Using RStudio on Amazon SageMaker: Questions from the Community

Thumbnail Amazon Sagemaker logo plus RStudio logo on a purple background

On December 6th, 2021, the RStudio Enterprise Community Meetup hosted an event, Using RStudio on Amazon SageMaker.

In the meetup, James Blair covered:

  1. Setting up RStudio Workbench on SageMaker
  2. A use case for training a model and deploying to SageMaker
  3. Using that model from a Shiny app that was then published to RStudio Connect

The presentation was followed by questions and answers (Q&A) with both the RStudio and Amazon SageMaker teams. The Q&A below includes both questions that were answered during the event and those that we were unable to answer live.

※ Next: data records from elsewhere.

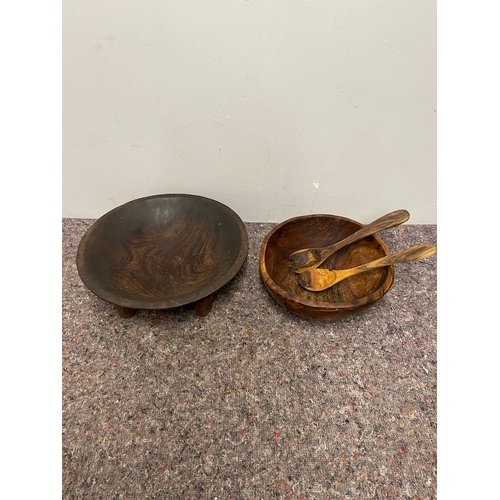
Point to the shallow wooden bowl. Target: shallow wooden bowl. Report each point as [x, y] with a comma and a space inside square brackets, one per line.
[340, 301]
[162, 252]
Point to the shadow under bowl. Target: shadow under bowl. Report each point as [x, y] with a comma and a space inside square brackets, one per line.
[161, 252]
[348, 297]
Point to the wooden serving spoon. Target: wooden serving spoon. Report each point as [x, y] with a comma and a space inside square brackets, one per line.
[308, 259]
[321, 279]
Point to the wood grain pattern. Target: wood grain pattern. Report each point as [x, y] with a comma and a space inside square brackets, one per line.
[162, 251]
[350, 296]
[308, 259]
[318, 280]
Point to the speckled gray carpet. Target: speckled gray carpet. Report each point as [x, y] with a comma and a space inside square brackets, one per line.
[250, 401]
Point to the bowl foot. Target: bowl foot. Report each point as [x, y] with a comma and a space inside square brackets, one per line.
[125, 311]
[204, 306]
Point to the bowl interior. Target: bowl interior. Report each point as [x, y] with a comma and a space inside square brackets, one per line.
[318, 231]
[162, 251]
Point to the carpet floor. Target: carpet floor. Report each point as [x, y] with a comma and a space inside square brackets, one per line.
[250, 401]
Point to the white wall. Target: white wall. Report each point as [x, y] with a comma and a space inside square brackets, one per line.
[276, 108]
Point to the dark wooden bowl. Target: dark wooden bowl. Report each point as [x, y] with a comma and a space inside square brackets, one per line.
[340, 301]
[162, 252]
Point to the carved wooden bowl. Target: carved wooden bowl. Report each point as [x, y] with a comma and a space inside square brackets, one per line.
[340, 301]
[162, 252]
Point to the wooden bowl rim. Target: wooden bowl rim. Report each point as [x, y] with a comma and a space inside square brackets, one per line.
[178, 301]
[323, 306]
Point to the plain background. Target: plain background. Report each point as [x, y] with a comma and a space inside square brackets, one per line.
[275, 108]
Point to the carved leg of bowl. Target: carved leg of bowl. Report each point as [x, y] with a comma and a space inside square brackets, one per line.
[125, 311]
[204, 306]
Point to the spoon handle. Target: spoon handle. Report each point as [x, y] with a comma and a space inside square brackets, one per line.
[417, 252]
[385, 222]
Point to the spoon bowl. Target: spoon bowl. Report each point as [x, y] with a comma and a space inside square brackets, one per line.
[318, 280]
[351, 296]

We’ve grouped the questions below into buckets for organizational purposes:

Watch a snippet from the Meetup below:

Full meetup recording on YouTube.

If you have questions about setting this up at your own organization, you can schedule time to talk with the RStudio team on our booking system.

Meetup Q&A:

General RStudio/SageMaker questions

What are the differences between RStudio on SageMaker the R kernel in SageMaker Studio?

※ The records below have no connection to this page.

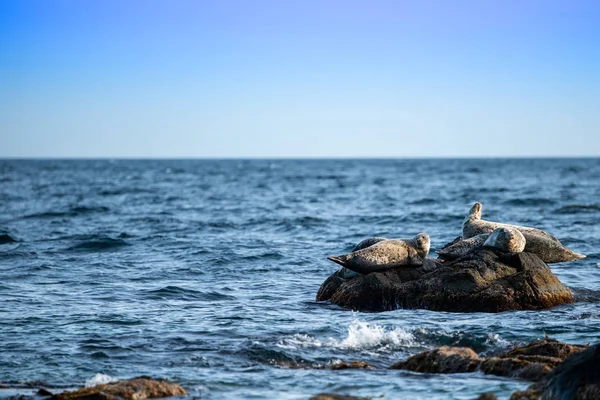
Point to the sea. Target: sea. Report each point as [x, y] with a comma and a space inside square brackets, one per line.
[205, 272]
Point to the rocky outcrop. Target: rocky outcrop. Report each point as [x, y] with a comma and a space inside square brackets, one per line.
[576, 378]
[444, 360]
[484, 280]
[130, 389]
[531, 362]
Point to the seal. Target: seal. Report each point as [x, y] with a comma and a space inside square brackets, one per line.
[548, 248]
[508, 240]
[363, 244]
[386, 254]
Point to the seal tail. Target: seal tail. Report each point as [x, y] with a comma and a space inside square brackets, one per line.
[338, 260]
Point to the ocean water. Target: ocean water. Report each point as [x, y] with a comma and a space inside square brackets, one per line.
[205, 272]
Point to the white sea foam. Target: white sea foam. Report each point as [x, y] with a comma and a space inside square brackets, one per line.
[99, 379]
[361, 336]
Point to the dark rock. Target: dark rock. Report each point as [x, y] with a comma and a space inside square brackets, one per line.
[350, 365]
[531, 362]
[131, 389]
[5, 238]
[445, 360]
[576, 378]
[335, 396]
[485, 280]
[487, 396]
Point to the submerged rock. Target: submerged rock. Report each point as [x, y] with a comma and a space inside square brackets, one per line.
[531, 362]
[485, 280]
[444, 360]
[6, 238]
[576, 378]
[131, 389]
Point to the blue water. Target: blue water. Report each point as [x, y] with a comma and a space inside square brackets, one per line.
[205, 272]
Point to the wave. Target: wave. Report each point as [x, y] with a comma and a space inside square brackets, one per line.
[71, 212]
[176, 292]
[578, 208]
[529, 202]
[360, 336]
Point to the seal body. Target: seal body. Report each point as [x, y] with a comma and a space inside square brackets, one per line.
[347, 273]
[538, 242]
[386, 254]
[508, 240]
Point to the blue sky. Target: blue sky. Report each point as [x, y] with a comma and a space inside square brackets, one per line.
[305, 78]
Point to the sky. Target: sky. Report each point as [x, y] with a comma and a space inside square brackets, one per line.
[299, 78]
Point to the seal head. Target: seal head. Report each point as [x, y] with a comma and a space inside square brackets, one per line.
[386, 254]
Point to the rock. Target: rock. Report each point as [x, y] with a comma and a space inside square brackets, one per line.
[335, 396]
[531, 362]
[5, 238]
[487, 396]
[576, 378]
[44, 393]
[485, 280]
[445, 360]
[131, 389]
[350, 365]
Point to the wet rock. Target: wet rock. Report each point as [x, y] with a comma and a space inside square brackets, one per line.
[531, 362]
[5, 238]
[445, 360]
[335, 396]
[485, 280]
[131, 389]
[350, 365]
[487, 396]
[44, 393]
[576, 378]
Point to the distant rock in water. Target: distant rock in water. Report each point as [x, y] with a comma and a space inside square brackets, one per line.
[442, 361]
[99, 243]
[130, 389]
[484, 280]
[6, 238]
[577, 378]
[531, 362]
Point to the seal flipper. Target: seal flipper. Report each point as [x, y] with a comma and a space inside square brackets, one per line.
[339, 259]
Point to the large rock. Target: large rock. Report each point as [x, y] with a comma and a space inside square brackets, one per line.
[484, 280]
[531, 362]
[445, 360]
[576, 378]
[130, 389]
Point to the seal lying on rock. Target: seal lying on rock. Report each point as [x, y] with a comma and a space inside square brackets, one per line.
[505, 239]
[386, 254]
[541, 243]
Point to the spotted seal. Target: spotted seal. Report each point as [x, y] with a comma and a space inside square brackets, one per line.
[541, 243]
[386, 254]
[506, 239]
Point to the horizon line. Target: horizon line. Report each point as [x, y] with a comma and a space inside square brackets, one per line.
[300, 158]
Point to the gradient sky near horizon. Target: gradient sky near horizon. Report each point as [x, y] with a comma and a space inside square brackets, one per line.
[236, 78]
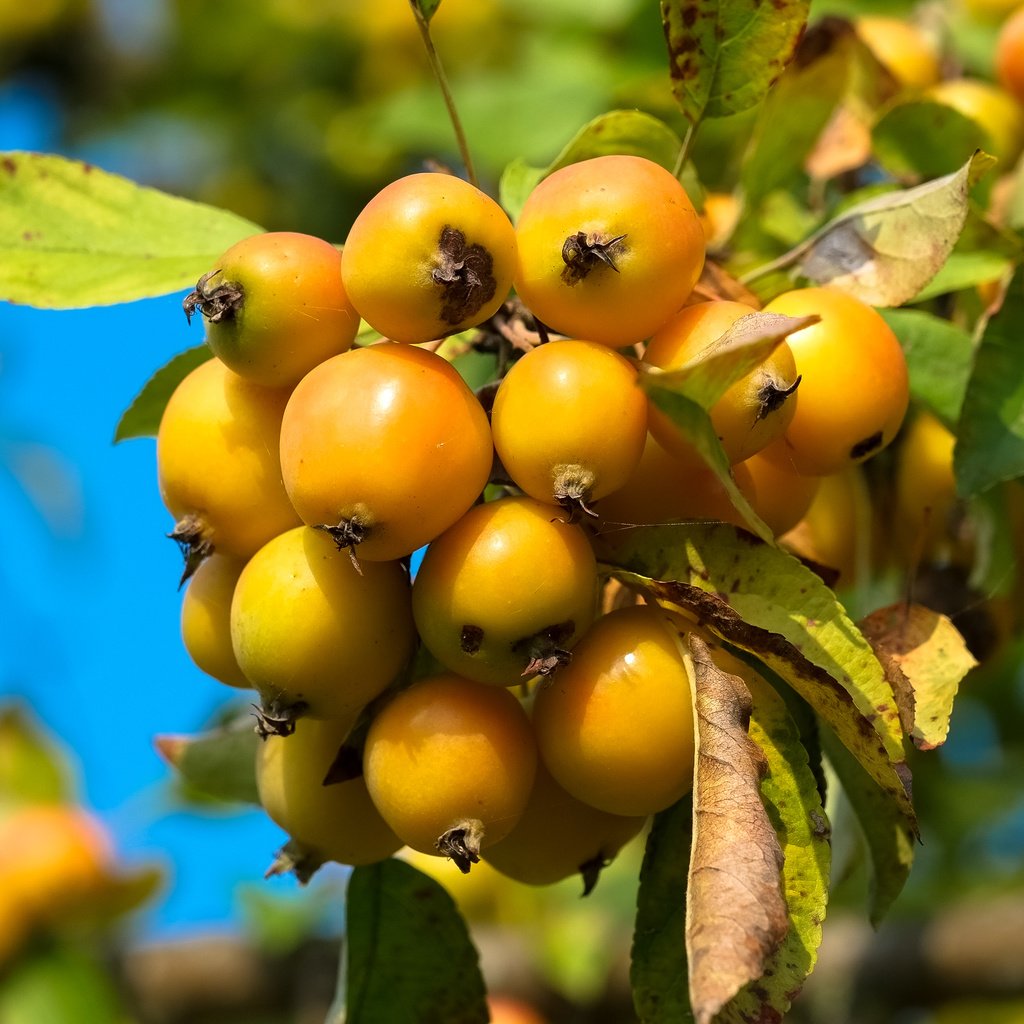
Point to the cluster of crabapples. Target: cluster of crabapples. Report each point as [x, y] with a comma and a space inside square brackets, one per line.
[304, 471]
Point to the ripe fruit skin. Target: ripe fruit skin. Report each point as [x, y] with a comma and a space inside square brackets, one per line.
[755, 410]
[614, 727]
[558, 836]
[307, 627]
[217, 459]
[390, 438]
[630, 211]
[429, 255]
[293, 311]
[330, 822]
[902, 47]
[1010, 55]
[853, 391]
[569, 422]
[445, 752]
[996, 112]
[51, 857]
[206, 620]
[506, 571]
[779, 496]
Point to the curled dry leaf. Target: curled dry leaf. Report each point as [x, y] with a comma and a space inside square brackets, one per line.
[925, 658]
[736, 915]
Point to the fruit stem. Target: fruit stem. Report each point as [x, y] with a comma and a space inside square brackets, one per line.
[423, 24]
[684, 150]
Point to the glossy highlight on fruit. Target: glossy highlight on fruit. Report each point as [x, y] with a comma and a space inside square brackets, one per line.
[854, 387]
[569, 422]
[384, 446]
[429, 255]
[327, 822]
[314, 635]
[506, 592]
[450, 764]
[608, 249]
[218, 463]
[614, 726]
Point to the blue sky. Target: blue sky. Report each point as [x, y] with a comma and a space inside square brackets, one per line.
[89, 633]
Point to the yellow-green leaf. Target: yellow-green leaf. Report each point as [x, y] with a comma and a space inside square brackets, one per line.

James Blair: Functionality-wise, there’s not going to be much of a difference in terms of what you can or can’t do or what types of workflows are or aren’t supported. It comes down to just a preference. If you’re comfortable using the R kernel in the native Jupyter style environment, then you can interact with your environment that way.

One of the main motivating factors behind this integration has been that many R users have come to SageMaker and said we’d love to have RStudio because it’s familiar. We feel comfortable and have fewer barriers to entry when we’re using that environment. So, it’s just an environmental preference.

SageMaker-specific questions

Will RStudio be available in the new Amazon SageMaker Studio Lab?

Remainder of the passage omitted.